A recent brute-force scan of FTP servers available online via an IPv4 address revealed that 796,578 boxes can be accessed without the need for any credentials.

The perpetrator of this scan is a security researcher that goes by the name of Minxomat, owner of a cyber-security firm that performs these types of scans on a regular basis, but usually in a much more targeted manner and for the purpose of detecting malicious traffic and its sources.

Minxomat details the process on his blog, where he explains how he wrote a simple script and scanned all IPv4 addresses, attempting to connect via port 21 with the "anonymous" user and no password.

The scan was carried out with a simple Linux VM

In an email exchange with Softpedia, Minxomat detailed the reason. "I wanted to demonstrate how everyone, even on a low-power KVM instance, can perform a meaningful analysis of raw scandata," the researcher said.

"That meant using no off-the-shelf scanning tools, but the simplest bash scripts imaginable.

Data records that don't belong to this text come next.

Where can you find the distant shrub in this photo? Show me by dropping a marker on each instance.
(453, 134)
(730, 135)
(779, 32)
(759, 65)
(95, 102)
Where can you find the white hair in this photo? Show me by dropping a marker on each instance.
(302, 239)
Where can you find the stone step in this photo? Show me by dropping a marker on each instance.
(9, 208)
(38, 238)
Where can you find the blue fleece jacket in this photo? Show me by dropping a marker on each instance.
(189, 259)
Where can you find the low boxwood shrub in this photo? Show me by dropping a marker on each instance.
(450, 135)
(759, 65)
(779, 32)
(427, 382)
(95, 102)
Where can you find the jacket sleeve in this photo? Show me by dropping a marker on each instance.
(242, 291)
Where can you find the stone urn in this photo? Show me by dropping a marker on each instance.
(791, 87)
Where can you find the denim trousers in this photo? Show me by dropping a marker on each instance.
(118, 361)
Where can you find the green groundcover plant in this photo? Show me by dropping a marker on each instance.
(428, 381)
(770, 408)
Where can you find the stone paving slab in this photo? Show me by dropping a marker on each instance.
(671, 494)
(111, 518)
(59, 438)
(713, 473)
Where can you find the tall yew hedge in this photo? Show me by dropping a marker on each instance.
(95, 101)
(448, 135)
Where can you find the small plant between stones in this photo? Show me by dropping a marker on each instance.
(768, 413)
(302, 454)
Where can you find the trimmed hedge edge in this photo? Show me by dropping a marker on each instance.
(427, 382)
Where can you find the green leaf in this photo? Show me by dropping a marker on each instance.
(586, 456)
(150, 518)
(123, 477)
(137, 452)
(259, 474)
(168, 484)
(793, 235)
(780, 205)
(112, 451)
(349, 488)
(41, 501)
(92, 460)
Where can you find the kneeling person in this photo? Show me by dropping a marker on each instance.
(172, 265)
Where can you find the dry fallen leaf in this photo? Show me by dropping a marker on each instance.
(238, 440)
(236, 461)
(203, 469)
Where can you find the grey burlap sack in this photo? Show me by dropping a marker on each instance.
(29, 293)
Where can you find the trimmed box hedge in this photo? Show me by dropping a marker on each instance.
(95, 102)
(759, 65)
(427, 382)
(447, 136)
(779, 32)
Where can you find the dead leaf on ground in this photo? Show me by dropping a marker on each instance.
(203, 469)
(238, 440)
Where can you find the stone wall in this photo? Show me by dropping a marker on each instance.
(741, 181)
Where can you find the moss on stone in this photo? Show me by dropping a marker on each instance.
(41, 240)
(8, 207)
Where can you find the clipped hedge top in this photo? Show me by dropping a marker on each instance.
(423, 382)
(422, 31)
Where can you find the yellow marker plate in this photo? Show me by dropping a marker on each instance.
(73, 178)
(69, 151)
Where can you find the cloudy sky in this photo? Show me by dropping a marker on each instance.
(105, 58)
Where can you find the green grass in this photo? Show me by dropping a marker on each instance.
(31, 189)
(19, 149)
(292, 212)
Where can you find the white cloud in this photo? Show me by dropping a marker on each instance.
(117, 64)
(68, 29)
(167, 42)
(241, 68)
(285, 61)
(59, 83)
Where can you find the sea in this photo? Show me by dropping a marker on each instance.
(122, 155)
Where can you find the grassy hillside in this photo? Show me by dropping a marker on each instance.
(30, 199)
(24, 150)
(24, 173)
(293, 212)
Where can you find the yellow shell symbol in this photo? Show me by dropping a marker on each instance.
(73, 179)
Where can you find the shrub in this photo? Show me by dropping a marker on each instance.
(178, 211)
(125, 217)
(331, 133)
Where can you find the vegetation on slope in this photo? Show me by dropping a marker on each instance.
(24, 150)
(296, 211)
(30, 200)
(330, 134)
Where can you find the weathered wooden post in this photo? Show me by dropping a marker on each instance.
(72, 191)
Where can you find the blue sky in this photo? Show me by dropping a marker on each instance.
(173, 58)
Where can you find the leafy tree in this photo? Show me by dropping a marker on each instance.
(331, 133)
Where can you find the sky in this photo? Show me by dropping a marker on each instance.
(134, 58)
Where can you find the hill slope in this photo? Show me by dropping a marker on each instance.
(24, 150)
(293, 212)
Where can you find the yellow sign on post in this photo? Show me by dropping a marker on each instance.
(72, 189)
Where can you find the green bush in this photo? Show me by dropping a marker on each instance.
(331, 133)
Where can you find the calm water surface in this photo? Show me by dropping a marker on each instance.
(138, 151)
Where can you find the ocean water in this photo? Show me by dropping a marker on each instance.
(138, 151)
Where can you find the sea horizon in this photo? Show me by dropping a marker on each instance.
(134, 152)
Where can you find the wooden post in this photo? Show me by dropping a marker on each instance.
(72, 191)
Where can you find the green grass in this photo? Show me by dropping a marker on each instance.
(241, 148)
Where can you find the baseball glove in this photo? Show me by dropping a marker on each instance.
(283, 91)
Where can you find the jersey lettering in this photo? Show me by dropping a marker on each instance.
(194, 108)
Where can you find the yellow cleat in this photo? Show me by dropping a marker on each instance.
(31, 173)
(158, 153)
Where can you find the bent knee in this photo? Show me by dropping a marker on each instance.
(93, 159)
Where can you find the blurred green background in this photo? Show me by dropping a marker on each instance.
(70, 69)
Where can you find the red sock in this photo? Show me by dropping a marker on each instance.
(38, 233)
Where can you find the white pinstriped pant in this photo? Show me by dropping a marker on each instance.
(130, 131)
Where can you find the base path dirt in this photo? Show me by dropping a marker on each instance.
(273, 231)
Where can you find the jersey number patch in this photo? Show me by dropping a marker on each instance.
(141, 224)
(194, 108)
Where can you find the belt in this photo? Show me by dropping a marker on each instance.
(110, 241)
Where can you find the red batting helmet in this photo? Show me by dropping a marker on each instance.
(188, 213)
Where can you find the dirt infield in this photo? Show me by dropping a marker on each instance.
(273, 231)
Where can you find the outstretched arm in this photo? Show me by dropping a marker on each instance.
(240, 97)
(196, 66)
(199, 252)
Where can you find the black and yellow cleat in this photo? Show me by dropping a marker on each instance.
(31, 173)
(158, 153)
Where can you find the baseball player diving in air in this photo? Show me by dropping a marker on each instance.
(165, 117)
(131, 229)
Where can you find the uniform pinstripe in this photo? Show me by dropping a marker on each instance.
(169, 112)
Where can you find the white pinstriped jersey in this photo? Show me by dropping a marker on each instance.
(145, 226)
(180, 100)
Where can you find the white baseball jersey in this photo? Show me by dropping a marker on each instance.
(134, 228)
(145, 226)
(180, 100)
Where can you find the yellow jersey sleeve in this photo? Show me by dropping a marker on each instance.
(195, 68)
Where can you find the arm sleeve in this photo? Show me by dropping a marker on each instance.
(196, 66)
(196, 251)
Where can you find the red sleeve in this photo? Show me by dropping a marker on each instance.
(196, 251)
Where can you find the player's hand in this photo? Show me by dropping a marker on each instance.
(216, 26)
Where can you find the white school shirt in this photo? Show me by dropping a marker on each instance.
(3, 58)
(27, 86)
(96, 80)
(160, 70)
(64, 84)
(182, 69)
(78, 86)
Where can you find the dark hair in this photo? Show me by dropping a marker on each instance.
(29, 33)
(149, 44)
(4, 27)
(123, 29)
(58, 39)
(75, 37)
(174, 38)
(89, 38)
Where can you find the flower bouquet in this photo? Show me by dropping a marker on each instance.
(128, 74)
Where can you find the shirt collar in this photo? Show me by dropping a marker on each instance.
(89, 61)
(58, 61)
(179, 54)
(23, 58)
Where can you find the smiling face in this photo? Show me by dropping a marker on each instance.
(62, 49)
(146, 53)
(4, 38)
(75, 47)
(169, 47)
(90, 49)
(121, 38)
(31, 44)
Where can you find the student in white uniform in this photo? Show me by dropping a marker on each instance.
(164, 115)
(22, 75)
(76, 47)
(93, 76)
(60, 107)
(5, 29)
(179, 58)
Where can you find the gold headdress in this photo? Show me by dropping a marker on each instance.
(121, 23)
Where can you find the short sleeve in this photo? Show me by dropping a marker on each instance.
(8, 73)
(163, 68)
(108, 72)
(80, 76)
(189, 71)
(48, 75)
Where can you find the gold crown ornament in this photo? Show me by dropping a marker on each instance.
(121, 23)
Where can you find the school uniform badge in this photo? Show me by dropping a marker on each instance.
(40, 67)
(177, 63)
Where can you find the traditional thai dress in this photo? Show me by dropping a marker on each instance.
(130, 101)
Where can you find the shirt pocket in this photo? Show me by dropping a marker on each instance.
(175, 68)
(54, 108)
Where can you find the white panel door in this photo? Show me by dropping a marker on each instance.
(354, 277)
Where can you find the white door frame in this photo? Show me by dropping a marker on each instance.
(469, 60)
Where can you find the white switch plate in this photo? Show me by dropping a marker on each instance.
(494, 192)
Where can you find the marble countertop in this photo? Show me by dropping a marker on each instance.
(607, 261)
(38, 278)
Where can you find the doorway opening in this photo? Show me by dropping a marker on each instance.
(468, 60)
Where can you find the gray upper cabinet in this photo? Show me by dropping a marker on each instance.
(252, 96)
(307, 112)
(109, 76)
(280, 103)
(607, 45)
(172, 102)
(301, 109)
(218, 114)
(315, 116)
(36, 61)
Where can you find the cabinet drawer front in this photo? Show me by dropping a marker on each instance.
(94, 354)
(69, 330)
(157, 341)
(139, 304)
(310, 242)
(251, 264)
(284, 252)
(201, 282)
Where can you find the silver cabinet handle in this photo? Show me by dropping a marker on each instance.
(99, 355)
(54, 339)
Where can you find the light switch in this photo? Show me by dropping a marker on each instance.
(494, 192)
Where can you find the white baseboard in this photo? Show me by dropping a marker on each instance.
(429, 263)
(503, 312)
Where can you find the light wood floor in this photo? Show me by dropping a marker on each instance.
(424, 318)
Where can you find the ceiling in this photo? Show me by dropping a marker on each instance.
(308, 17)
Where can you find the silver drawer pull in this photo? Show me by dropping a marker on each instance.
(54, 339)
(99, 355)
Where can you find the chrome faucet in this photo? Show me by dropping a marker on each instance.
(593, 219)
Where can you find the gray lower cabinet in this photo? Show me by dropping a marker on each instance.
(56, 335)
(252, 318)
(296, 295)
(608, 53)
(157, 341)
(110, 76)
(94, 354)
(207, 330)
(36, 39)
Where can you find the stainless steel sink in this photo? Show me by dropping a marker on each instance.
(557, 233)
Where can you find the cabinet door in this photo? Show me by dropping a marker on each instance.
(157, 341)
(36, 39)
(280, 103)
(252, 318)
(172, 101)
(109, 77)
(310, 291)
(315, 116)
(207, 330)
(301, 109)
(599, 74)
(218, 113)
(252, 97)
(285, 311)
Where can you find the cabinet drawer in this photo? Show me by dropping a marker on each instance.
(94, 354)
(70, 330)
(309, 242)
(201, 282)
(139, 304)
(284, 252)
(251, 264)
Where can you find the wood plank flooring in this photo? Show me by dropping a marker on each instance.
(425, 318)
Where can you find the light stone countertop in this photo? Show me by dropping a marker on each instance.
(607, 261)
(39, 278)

It worked surprisingly well for such a suboptimal approach, and that's why I wanted to share my findings and process," he also added.

If you're curious, the researcher's rig was "a single KVM instance, running a single 2GHz vCore with 2GIB of RAM and 10GiB of HDD space. [...] The server was connected to a 250Mbps virtual switchport, but traffic never exceeded about 1MB/s."

There are better approaches to scanning the entire Internet

Minxomat, who in the past scanned for other types of open ports, such as MongoDB, CouchDB, and Redis, has scanned for open FTP ports in the past.

"Today, commercially, we do mostly reverse-DNS crawling," he said. "This is a better approach for our application than the brute-force IP scan that I demonstrated in my [blog] post."

His research shows how simple and how few resources a determined attacker would need to scan and compile a list of potential targets.

List of exposed FTP servers available on GitHub

Minxomat, who released the full list of IP addresses on GitHub, says that this is not such a big issue as you'd expect.

"FTP servers that allow anonymous write access are quite rare," Minxomat told Softpedia. "Those are extreme cases though."

Nevertheless, server owners should take no risks and use Minxomat research as an opportunity to secure their servers. Infosec experts have been constantly scanning the Internet for open server services and warning companies through their research.